I'm a fan of replicating the book as accurately as possible, in PDF form. So I would try to scan the illustration as "complete" as possible - because let me tell you, it's a little tricky using a flatbed scanner to get a good shot between the pages.
Also, it depends very much on the illustration. If it's something simple with most of the details in the middle of the page and a simple colour or colour gradient at the edges, I could just fill it in and none will be the wiser. But if it's a photo or something, I would probably have to crop it so it doesn't look blurred at one edge. But I don't know... I haven't really come across any book with edge-to-edge photos before.
If it's an ePub or Mobi we're talking about here, you could probably get away with hacking both parts together - again, depending very much on the illustration. For instance, most people look at the middle of an image first. So they'll easily spot a big tear right in the middle (or a blur, whatever). Both images would have to line up pretty well.

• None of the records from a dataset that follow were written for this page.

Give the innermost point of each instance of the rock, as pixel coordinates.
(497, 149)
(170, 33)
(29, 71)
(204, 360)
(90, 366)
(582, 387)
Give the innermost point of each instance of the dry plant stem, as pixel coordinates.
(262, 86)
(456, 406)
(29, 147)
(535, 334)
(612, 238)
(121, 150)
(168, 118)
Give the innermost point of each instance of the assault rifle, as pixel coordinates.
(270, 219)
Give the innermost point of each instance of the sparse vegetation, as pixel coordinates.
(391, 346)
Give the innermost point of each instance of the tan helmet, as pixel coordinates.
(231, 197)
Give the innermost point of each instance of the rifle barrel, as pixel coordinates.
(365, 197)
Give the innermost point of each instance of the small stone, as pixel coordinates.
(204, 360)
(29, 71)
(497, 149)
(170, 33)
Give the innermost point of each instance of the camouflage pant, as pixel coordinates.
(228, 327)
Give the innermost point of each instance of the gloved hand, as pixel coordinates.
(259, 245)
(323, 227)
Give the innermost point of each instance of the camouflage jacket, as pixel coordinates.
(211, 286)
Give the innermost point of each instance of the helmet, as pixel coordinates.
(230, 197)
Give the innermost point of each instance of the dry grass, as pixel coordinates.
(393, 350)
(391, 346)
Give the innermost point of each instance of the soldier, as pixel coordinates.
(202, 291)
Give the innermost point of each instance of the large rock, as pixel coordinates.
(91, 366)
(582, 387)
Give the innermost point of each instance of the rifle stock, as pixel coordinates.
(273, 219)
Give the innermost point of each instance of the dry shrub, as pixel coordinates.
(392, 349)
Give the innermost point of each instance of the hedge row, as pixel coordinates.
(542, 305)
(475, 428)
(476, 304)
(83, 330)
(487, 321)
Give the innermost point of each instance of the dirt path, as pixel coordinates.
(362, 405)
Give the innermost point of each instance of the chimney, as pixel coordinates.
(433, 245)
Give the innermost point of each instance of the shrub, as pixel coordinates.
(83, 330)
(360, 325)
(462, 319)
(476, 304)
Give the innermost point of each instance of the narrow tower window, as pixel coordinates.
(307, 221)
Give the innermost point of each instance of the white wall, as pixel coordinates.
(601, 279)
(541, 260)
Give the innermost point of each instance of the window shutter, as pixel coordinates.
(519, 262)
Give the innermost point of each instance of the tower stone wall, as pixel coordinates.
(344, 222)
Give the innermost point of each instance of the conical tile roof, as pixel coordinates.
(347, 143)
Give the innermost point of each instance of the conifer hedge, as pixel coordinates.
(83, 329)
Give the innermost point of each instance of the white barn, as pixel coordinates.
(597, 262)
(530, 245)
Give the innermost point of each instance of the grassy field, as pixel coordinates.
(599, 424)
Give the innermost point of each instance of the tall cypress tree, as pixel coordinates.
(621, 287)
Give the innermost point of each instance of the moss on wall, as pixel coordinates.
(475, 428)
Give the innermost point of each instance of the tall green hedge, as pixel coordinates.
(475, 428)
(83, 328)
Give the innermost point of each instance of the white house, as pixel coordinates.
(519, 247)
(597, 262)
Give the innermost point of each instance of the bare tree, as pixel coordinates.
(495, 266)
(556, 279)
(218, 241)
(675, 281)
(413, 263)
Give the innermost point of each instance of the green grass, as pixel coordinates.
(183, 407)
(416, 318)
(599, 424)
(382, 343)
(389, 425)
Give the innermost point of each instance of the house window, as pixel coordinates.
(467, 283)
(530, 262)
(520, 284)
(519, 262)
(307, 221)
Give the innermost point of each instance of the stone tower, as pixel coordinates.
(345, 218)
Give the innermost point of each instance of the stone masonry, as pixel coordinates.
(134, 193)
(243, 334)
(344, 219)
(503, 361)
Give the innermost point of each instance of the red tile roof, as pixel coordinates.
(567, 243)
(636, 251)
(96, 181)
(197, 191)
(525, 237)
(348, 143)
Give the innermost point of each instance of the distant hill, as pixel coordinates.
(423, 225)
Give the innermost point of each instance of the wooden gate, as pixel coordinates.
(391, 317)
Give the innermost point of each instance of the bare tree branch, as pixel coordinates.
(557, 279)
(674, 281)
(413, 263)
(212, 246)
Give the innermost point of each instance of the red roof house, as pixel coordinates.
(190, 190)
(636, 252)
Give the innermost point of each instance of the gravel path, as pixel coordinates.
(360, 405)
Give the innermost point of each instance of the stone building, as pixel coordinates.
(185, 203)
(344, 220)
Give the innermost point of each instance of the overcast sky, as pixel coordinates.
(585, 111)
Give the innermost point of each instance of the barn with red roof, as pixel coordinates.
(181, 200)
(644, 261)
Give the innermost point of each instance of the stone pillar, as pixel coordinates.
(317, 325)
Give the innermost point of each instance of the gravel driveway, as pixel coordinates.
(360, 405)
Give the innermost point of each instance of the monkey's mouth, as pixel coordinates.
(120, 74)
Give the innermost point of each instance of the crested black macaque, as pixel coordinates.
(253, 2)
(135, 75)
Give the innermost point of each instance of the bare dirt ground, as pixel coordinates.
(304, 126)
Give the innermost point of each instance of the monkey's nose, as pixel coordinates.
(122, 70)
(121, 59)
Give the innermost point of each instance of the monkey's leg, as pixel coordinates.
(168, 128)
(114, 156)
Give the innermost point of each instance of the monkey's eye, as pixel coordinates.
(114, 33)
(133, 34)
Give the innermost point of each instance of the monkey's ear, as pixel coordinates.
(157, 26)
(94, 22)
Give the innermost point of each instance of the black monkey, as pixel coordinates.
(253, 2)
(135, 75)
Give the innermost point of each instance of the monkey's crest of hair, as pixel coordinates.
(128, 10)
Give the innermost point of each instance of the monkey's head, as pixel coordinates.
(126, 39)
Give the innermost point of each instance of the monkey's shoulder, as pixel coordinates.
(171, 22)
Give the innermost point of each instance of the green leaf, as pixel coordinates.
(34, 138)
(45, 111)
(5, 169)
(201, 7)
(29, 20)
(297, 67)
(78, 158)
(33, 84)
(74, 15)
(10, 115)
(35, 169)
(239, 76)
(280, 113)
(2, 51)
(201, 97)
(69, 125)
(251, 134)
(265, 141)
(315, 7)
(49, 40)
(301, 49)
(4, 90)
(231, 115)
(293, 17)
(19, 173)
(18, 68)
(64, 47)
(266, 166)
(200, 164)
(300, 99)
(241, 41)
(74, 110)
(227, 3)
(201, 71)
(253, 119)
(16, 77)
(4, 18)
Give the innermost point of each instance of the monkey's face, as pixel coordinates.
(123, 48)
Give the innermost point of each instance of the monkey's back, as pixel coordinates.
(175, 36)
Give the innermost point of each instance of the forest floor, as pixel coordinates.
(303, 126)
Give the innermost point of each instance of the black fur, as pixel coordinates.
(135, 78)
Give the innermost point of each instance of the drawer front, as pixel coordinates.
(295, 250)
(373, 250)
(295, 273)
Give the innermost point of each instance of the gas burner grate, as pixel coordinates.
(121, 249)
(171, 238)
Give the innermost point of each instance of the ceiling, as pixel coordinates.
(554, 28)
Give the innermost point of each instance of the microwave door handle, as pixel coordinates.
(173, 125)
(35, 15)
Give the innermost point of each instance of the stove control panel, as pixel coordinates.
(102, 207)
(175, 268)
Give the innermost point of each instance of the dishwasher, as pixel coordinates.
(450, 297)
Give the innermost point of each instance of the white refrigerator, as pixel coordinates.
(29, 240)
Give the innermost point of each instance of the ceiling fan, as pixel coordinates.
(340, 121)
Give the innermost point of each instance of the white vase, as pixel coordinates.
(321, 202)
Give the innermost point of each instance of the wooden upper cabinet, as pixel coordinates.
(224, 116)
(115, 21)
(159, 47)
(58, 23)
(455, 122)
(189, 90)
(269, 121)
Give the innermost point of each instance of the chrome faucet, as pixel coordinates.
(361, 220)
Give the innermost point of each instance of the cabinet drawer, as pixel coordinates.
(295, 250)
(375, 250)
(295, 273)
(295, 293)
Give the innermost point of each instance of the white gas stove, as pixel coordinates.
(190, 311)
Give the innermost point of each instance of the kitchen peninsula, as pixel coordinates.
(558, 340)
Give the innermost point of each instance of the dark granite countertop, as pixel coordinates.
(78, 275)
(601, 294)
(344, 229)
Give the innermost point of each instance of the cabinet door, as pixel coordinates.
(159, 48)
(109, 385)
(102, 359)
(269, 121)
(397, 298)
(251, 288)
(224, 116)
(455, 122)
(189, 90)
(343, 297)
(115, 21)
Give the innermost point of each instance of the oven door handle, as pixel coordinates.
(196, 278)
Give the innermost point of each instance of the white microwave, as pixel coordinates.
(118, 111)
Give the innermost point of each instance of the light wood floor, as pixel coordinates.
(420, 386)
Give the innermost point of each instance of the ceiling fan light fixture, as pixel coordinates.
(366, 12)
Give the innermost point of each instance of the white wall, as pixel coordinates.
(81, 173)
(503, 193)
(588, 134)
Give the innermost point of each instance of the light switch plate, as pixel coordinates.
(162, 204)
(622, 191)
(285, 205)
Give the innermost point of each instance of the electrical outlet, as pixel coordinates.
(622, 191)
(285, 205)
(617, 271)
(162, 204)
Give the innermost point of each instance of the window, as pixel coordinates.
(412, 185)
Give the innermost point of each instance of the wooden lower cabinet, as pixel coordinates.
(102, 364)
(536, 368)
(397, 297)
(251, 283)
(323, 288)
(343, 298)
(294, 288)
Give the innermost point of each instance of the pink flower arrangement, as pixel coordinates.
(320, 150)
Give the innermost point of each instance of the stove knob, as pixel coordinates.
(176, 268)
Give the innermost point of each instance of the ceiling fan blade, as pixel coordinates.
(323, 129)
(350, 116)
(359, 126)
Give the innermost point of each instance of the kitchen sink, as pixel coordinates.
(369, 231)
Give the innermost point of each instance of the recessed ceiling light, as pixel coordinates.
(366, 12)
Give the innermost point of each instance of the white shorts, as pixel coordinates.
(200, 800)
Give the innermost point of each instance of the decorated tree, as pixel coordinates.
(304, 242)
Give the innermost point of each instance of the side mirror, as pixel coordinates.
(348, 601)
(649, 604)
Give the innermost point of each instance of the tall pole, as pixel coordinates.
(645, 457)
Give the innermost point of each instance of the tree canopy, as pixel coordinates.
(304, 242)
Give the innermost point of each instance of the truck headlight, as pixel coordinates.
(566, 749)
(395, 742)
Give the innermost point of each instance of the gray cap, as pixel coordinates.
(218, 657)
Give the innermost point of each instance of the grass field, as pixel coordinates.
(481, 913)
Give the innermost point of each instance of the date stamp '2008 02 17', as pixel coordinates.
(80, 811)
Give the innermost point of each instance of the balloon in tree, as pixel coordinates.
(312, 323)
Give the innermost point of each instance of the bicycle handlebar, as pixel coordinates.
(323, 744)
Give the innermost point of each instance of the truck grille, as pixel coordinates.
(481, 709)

Alternatively, place one half on one page, crop out the bad part, and when they switch to the next page their minds will automatically fill in the gap. Experiment with this a little.

Because it really doesn't matter if 80 px are missing on each side. Crop each half to 600x800 and they won't care. Heck, they probably won't even notice, unless they have the paperback with them and thoroughly check it for details. But I bet the written stuff is much much more important than one illustration. It is a book, after all.